La normativa tiene como objetivo reducir el consumo energético, bajar costos y disminuir emisiones contaminantes. Sin embargo, su proceso de actualización podría enfrentar dificultades con el cambio de prioridades del gobierno de José Antonio Kast.

Imagen: Gemini
Por: Jesús Primera
La Ley de Eficiencia Energética se ha consolidado como una de las principales políticas públicas de Chile para modernizar el uso de la energía y enfrentar la crisis climática. Promulgada en 2021, la normativa establece obligaciones para grandes consumidores, estándares para vehículos y nuevas exigencias para edificaciones, con el fin de optimizar recursos y reducir la intensidad energética del país.
Entre sus principales beneficios se encuentra la disminución de costos operacionales en empresas e industrias, una mayor seguridad del sistema eléctrico y una reducción de emisiones de gases de efecto invernadero. También impulsa la incorporación de nuevas tecnologías, mejores procesos productivos y viviendas con mayor eficiencia térmica.
Uno de los sectores donde la ley adquiere mayor relevancia es la minería, debido a su alto consumo energético. En paralelo, el transporte público ha mostrado avances importantes mediante la incorporación de buses eléctricos en Santiago, posicionando al país como referente regional en electromovilidad.
Durante 2026 corresponde iniciar la actualización del plan asociado a la normativa, proceso que contempla revisar metas de reducción de consumo, mejorar sistemas de reporte y ajustar estándares técnicos en distintas áreas productivas.
Desde Empresas Eléctricas AG, gremio que agrupa a CGE, Chilquinta, Enel Distribución, Grupo Saesa y Empresa Eléctrica Puente Alto, advierten que el éxito de estas medidas depende también de fortalecer la infraestructura energética. “Las políticas públicas están bien orientadas y alineadas con los objetivos de descarbonización, pero enfrentan desafíos en su implementación. Hoy existe una brecha entre la ambición de las metas y las herramientas regulatorias disponibles, especialmente en distribución eléctrica. La eficiencia energética es clave para la transición, pero no basta por sí sola: necesitamos redes modernas, resilientes e inteligentes que permitan que esa eficiencia se traduzca en beneficios reales para las personas”.
En este contexto, el exministro de Energía y Minería, Claudio Huepe, planteó que la disponibilidad de recursos será clave para el avance de la normativa. “La definición de los recursos públicos disponibles para eficiencia energética aún no está cerrada, pero las señales de reducción presupuestaria generan preocupación. Los programas son perfectibles, pero deben ser entendidos como aporte a una inversión, a mejores resultados económicos junto con menos impacto ambiental. Una reducción presupuestaria que no considere el aporte de la eficiencia energética al desarrollo arriesga tener un impacto negativo en los objetivos directos de la transición así como en el desarrollo económico general”, señaló.

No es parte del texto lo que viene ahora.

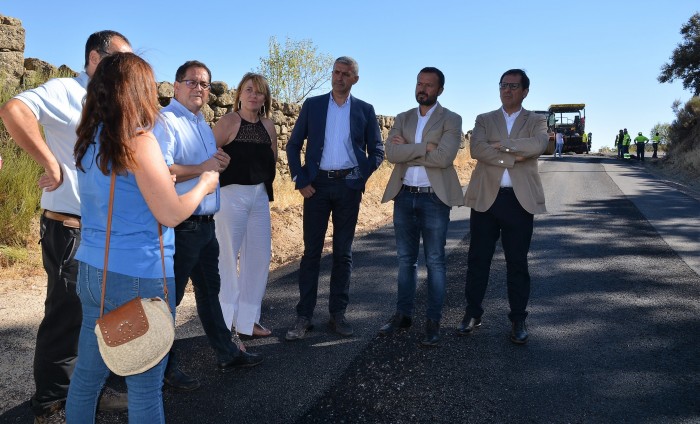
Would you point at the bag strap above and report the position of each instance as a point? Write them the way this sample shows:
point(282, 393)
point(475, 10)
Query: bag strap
point(109, 232)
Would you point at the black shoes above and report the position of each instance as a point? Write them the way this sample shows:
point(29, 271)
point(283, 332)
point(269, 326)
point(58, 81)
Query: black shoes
point(178, 380)
point(397, 322)
point(301, 327)
point(432, 333)
point(242, 360)
point(518, 334)
point(468, 325)
point(339, 324)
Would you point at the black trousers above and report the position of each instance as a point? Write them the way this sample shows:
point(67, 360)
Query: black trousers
point(506, 219)
point(640, 151)
point(57, 338)
point(333, 199)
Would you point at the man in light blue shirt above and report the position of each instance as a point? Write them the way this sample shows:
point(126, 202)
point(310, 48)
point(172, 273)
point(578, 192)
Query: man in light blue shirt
point(189, 149)
point(57, 106)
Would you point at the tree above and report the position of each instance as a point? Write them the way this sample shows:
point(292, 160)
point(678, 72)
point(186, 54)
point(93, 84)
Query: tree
point(685, 60)
point(295, 70)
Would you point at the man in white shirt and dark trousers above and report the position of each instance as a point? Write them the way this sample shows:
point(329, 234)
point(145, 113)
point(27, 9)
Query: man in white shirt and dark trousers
point(423, 144)
point(57, 105)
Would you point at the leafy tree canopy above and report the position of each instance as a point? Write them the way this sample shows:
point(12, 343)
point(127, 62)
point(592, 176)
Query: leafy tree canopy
point(295, 70)
point(685, 60)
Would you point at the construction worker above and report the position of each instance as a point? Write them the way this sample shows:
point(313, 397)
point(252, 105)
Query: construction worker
point(626, 140)
point(618, 143)
point(641, 143)
point(655, 144)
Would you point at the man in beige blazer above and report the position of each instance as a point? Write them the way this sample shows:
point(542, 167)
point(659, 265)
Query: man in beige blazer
point(504, 192)
point(422, 145)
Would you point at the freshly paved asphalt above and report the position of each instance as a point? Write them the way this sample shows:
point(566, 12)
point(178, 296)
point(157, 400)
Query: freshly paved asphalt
point(614, 326)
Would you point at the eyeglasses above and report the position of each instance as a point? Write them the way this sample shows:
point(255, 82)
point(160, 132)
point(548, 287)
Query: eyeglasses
point(192, 84)
point(512, 85)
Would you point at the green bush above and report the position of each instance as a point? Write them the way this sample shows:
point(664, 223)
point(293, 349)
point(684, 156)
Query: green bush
point(20, 195)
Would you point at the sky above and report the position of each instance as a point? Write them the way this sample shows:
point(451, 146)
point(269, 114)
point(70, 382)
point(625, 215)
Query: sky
point(606, 54)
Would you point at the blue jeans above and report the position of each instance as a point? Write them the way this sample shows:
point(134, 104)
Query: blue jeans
point(197, 258)
point(333, 198)
point(419, 215)
point(145, 389)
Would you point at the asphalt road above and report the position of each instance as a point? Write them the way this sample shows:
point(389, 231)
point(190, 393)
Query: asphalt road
point(614, 326)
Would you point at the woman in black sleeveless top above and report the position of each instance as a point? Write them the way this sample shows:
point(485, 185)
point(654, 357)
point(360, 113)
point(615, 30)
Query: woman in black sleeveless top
point(248, 136)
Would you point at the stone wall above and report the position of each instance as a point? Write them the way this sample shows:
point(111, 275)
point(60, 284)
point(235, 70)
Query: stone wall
point(11, 50)
point(14, 68)
point(284, 115)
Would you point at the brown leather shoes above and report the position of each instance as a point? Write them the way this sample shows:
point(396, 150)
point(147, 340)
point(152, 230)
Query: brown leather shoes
point(468, 325)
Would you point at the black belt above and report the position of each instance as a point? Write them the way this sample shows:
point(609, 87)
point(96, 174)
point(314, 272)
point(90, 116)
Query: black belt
point(340, 173)
point(414, 190)
point(201, 218)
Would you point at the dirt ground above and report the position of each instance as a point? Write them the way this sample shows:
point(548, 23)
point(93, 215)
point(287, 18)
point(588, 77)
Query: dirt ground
point(23, 285)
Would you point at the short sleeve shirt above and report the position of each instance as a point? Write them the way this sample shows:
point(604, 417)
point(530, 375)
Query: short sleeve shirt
point(187, 139)
point(57, 105)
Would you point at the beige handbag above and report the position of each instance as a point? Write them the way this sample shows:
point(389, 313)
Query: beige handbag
point(134, 337)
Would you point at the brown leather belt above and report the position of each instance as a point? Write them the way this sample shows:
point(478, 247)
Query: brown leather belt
point(67, 220)
point(335, 174)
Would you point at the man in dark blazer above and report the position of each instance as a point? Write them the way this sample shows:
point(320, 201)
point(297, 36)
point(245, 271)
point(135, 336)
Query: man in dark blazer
point(422, 145)
point(504, 192)
point(343, 148)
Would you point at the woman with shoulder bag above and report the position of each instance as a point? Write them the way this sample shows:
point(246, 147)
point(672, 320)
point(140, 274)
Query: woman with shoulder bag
point(114, 135)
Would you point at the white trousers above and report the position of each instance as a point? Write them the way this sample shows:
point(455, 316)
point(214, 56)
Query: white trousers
point(245, 248)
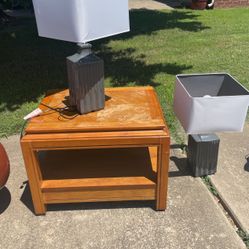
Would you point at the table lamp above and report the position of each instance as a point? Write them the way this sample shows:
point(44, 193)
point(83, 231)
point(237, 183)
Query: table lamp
point(204, 104)
point(82, 21)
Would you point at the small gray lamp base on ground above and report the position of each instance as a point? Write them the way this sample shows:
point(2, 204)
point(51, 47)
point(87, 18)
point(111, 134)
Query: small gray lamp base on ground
point(203, 154)
point(86, 80)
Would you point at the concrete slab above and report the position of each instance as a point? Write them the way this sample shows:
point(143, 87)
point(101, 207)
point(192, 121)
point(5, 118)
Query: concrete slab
point(232, 177)
point(193, 219)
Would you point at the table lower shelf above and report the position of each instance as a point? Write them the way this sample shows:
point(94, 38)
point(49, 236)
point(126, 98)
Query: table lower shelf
point(98, 175)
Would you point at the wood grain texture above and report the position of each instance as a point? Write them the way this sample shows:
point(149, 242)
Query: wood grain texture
point(125, 109)
point(162, 174)
point(34, 176)
point(120, 154)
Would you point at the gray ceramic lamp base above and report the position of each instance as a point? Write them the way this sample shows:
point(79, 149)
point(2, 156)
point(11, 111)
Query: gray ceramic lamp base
point(203, 154)
point(86, 80)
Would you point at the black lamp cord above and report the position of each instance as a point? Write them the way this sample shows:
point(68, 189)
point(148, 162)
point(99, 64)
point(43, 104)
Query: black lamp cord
point(59, 110)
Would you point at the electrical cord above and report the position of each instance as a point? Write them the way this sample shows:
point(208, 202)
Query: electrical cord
point(60, 110)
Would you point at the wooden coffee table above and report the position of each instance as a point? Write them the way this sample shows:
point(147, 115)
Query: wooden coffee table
point(118, 153)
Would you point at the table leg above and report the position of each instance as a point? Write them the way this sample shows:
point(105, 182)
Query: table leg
point(34, 176)
point(162, 174)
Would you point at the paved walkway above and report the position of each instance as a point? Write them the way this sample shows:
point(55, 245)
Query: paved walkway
point(193, 218)
point(232, 177)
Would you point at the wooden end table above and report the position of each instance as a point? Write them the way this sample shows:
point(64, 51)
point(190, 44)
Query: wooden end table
point(118, 153)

No obstante, el nuevo contexto político podría complejizar ese avance. El gobierno de José Antonio Kast ha priorizado temas como seguridad, crecimiento económico y reducción del gasto fiscal, lo que podría traducirse en menor financiamiento para programas energéticos o una menor urgencia regulatoria en materias medioambientales. A ello se suman los recortes aplicados al área de transportes, que han derivado en ajustes impulsados por el ministro Louis de Grange sobre la operación actual del sistema público, incluyendo cambios en la circulación de algunos buses, medidas que podrían alejarse del impulso sostenido a la electromovilidad en Santiago.
Pese a esto, la Ley de Eficiencia Energética continúa siendo una herramienta central para mejorar la competitividad del país, reducir costos y avanzar hacia un modelo de desarrollo más sustentable e independiente de las energías fósiles.